Afin de pallier ces lacunes, pouvant perturber la réception et la compréhension des œuvres d’art, le spectateur peut faire appel à son imagination, ou bien dans certains cas, à son entendement, deux facultés de connaissances distinctes selon Descartes14. Ici, on utilise le terme « entendement » comme la faculté de l’esprit de comprendre, de raisonner, comme « d’un pouvoir de connaître non sensible15 ». De plus, le terme entendement provient du latin intendere, signifiant « tendre vers », « diriger son esprit sur quelque chose », ou encore « porter ou donner son attention sur quelque chose16 ». L’entendement concerne donc aussi l’attention, qui serait donc cohérent avec la volonté de Martin Margiela d’exercer l’attention du spectateur dans l’exposition.
Par l’entendement, et en observant la totalité de l’œuvre BODYPART, b&w, le spectateur sera apte à raisonner et à comprendre que ce qu’il observe est en fait un buste d’homme, mais retourné, et même à percevoir, toujours par l’entendement, le reste du corps qui n’est pas représenté.
En opposition à l’entendement, l’imagination laisse d’autres possibilités d’observation au spectateur. Alors que par l’entendement il comprend et sait qu’il regarde un corps humain, son imagination elle, peut laisser place à toute autre interprétation, qu’elles soient réelles ou irréelles.
Les œuvres présentes dans l’exposition sont troublantes par leur aspect visuel, comme nous l’avons constaté avec BODYPART, b&w. Mais ce trouble qui pourrait être perçu comme négatif — en complexifiant la compréhension de l’œuvre, ou en mettant le spectateur face à ses lacunes notamment — incite finalement le spectateur à observer autrement — ici en appliquant les principes de la théorie de la Gestalt par exemple — et à exercer pleinement son attention.
Finalement, dans cette exposition, Martin Margiela nous éduque à l’exercice du regard et de l’attention. Dans son labyrinthe, il suffit d’adopter la mauvaise attitude, de renoncer au trouble, ou d’une seconde d’inattention, pour manquer les œuvres. Grâce à une scénographie labyrinthique, Martin Margiela détourne les codes conventionnels de l’exposition artistique, dans laquelle la circulation du spectateur, droite, linéaire et directe, imite sa démarche en société17, mais aussi dans laquelle les œuvres sont directement accessibles aux visiteurs. Ici, le spectateur doit être plus attentif et exercer son regard notamment face aux œuvres dont les formes ont subi des changements d’échelles, des recadrages et autres modifications. Le spectateur n’observe pas seulement l’œuvre mais doit s’exercer pour la comprendre, faire appel à ses connaissances, son imagination, ou encore, son entendement.
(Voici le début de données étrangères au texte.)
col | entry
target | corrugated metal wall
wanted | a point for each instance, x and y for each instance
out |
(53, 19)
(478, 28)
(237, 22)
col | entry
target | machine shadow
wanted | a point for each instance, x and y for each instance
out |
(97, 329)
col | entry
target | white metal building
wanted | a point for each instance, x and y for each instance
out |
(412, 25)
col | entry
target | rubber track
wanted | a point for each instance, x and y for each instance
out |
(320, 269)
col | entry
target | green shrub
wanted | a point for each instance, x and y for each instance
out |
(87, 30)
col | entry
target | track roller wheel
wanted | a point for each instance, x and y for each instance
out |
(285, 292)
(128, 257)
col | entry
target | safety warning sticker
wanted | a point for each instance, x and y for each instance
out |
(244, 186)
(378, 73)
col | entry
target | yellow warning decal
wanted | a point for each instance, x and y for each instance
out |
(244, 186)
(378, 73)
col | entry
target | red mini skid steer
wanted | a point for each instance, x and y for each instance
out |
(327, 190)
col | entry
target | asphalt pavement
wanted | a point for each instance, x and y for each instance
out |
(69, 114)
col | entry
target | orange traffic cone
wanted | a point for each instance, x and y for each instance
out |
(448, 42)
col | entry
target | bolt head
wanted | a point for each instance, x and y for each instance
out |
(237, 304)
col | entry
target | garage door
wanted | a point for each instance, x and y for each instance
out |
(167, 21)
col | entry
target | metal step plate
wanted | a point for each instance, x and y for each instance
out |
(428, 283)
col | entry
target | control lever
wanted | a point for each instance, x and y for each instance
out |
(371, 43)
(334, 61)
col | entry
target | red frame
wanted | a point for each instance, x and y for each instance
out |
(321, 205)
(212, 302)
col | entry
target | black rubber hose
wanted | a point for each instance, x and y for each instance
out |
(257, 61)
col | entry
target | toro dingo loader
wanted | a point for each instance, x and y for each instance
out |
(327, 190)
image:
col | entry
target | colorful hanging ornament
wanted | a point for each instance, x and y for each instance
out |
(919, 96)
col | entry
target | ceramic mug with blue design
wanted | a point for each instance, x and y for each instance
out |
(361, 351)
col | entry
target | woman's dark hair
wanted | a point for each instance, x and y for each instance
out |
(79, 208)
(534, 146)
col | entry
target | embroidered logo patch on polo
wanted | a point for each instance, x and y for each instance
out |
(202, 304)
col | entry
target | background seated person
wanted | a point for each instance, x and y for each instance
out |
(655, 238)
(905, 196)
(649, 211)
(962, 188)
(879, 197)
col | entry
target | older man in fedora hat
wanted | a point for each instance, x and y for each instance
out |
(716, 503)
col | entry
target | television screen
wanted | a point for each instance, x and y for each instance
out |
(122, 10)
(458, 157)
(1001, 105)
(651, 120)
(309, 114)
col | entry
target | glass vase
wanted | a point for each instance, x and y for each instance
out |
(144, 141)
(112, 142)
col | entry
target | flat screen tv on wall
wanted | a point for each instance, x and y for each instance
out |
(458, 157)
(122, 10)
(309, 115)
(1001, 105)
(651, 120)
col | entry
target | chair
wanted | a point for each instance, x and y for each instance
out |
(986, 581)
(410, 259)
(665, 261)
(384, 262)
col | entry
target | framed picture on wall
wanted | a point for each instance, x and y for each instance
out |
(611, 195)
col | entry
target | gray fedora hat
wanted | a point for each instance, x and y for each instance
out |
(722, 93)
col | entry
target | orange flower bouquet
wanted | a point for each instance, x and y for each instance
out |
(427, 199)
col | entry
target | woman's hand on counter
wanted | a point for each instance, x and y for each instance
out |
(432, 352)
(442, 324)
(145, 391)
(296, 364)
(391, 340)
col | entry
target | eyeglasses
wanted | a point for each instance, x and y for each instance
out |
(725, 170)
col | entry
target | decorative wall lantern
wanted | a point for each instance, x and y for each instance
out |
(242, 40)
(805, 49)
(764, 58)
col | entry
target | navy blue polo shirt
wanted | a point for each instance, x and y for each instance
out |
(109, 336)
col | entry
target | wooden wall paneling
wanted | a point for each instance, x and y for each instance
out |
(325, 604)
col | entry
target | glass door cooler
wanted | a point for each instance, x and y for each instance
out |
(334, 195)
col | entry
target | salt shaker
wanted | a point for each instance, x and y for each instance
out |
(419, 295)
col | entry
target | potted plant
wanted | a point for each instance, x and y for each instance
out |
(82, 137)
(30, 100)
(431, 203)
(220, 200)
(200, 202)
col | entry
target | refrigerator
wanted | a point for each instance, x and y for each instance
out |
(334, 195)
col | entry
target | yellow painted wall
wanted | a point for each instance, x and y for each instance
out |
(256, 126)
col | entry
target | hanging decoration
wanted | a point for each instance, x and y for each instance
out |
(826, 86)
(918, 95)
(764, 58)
Son attention est mise à l’épreuve tant bien face aux œuvres qu’à son attitude, ses choix et ses déplacements au sein de l’exposition qui forgeront son expérience personnelle et donc unique.
Martin Margiela déconstruit en quelque sorte l’Homme-Machine décrit par La Mettrie (1748) puis repris par Michel Foucault dans Surveiller et punir (1975), en rendant au corps docile18 une certaine liberté et conscience au sein de l’exposition. Le spectateur ne défile plus linéairement et mécaniquement devant un nombre d’œuvres, appliquant inconsciemment des règles auxquelles il est soumis19. Au contraire, dans son labyrinthe, Martin Margiela lui offre désormais la possibilité de se faire sa propre expérience individuelle de l’exposition artistique.